Capt. Scott Kraft, commanding officer at the Naval Surface Warfare Center Indian Head technology division in Maryland, said artificial intelligence and big data analytics could potentially help technicians more quickly recognize exactly what type of bomb they are dealing with and choose the best option for neutralizing it. The vast amount of data collected during the past 16 years of war could be exploited to make faster decisions in combat situations, he said.
AI could also help EOD forces defeat electronic warfare threats by detecting sources of transmission and interference, officials said.

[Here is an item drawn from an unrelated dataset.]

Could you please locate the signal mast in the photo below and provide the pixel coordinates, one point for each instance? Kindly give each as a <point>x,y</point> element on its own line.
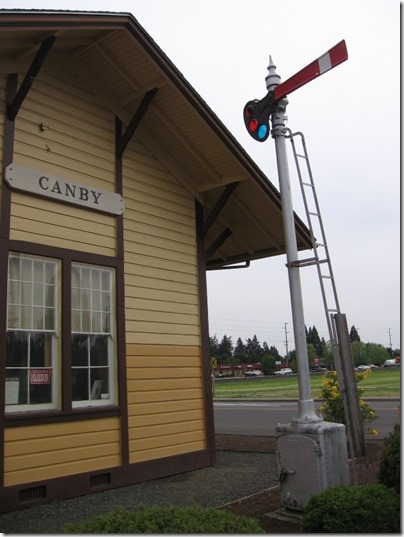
<point>312,453</point>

“The electromagnetic spectrum is now the new high ground on the battlefield,” Young said. U.S. troops “have to have situational awareness of it, what’s happening and why, and if we don’t we’re going to be at a disadvantage.”
Signals interference can impede the operations of robots and other EOD tools.
“If you’ve been to theater lately … you’ve heard about a lot of the counter-UAS systems along with all the jammers, along with all the electronic warfare systems,” Young said.
“It becomes very complex. So we want to try to simplify that” for operators that aren’t EW experts, Young said.
The whole article is about artificial intelligence and drone technologies applied to explosive ordnance disposal. However, reading it, it’s easy to see how AI is considered a strategic weapon and could be used for many applications, not just improvised explosive device (IED) discovery and disposal. And some military organizations have very large data sets to train AI.
The possible applications go all the way to the supersoldier scenarios, as I heard from at least one startup.
No surprise Putin said that whoever leads in AI will rule the world.